Jennifer Lawrence Pens Vogue Essay on Importance of Voting


Just days after Jennifer Lawrence’s October cover of Vogue was released, she has written an urgent plea to Americans to “save our democracy.” Her op-ed begins with one question: “What is happening to our country?”

Lawrence made waves with the interview that accompanied the Vogue cover. She talked about new motherhood, politics, and exactly what she thinks of J.D. Vance, the venture capitalist and author of Hillbilly Elegy, who is the current Republican candidate for U.S. Senate in Ohio. On new motherhood, Lawrence said, “The morning after I gave birth, I felt like my whole life had started over.” On politics, she shared that she has no patience for people who aren’t engaged politically: “You have to be political. It’s too dire.” On J.D. Vance – well, Lawrence called him a “rich tw*t” before going on to say she’s also a rich tw*t, but she’s not running for office pretending she’s not.

In her plea, published in Vogue, Lawrence said she’s deeply troubled by the overturning of Roe v. Wade “because history has shown that banning abortion doesn’t stop abortions; it stops safe abortions.” She cited polls that show about 85% of Americans think abortion should be legal in some or all circumstances. “It’s scary that a nine-person court could rescind a right that most Americans support,” Lawrence wrote.

Lawrence said she’s heartened by the Kansas referendum, in which voters overwhelmingly chose not to remove the right to abortion from the state’s Constitution. “The resounding victory for abortion rights in a historically conservative state suggests that the political divide in this country is not always as wide as many of our politicians want us to think,” she wrote. “The Kansas vote also shows what’s possible when Americans wield their ballot power.”

Lawrence, who is from Kentucky, said most of her family still lives there and most of them vote for Republican candidates.

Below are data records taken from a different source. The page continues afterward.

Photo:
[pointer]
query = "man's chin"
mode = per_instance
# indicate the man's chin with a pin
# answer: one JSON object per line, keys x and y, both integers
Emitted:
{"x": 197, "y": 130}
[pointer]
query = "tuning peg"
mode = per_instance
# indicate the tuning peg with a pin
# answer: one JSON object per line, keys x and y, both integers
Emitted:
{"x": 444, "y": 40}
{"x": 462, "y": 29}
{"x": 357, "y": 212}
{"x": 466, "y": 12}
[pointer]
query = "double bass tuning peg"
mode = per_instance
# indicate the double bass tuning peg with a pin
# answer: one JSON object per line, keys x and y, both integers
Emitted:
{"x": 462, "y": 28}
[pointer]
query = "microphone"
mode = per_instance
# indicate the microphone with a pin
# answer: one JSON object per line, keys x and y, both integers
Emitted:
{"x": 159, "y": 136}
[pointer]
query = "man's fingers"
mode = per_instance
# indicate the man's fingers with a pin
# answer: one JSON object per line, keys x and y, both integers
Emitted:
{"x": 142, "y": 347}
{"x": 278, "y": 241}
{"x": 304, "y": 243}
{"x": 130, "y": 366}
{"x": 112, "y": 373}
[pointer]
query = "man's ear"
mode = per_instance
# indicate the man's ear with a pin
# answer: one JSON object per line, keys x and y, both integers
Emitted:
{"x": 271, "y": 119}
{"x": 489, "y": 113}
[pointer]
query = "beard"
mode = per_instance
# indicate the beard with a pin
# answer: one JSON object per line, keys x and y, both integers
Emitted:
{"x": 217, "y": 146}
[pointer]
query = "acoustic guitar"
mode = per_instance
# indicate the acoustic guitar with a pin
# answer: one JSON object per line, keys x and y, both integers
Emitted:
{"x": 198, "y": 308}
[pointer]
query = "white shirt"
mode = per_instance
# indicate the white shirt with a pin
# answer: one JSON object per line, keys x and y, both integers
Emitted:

Despite “the cultural differences between blue and red states,” she wrote, she remains convinced that the majority of Americans largely share common interests — though politicians aren’t fighting for those shared goals. “We want to choose whether or not we have children. We want our children to not get slaughtered at school. We want and need our government to do everything it can to slow climate change, and to help us prepare for, and recover from, the extreme weather events we are already experiencing.”

Lawrence shone a spotlight on her home state, which was recently hit with a “thousand-year flood,” where half the state is “literally drowning.” She takes to task Senator Mitch McConnell, who has long represented her home state in Congress, for his and his fellow Republican lawmakers’ supposed belief that “big government is always bad. The deadly floods in Kentucky show why that argument is flawed. The argument is also applied selectively, by the way. We must leave big coal alone to ravage the environment, but the government can force a woman to have a baby? Sure, that makes sense.”

“Democracy seats power in the will of the people,” Lawrence concluded. “But that only works if the people assert their will. In the coming midterm elections, let’s all follow the lead of Kansas voters and take a hard look at who and what is on the ballot in our states. Then, let’s vote.”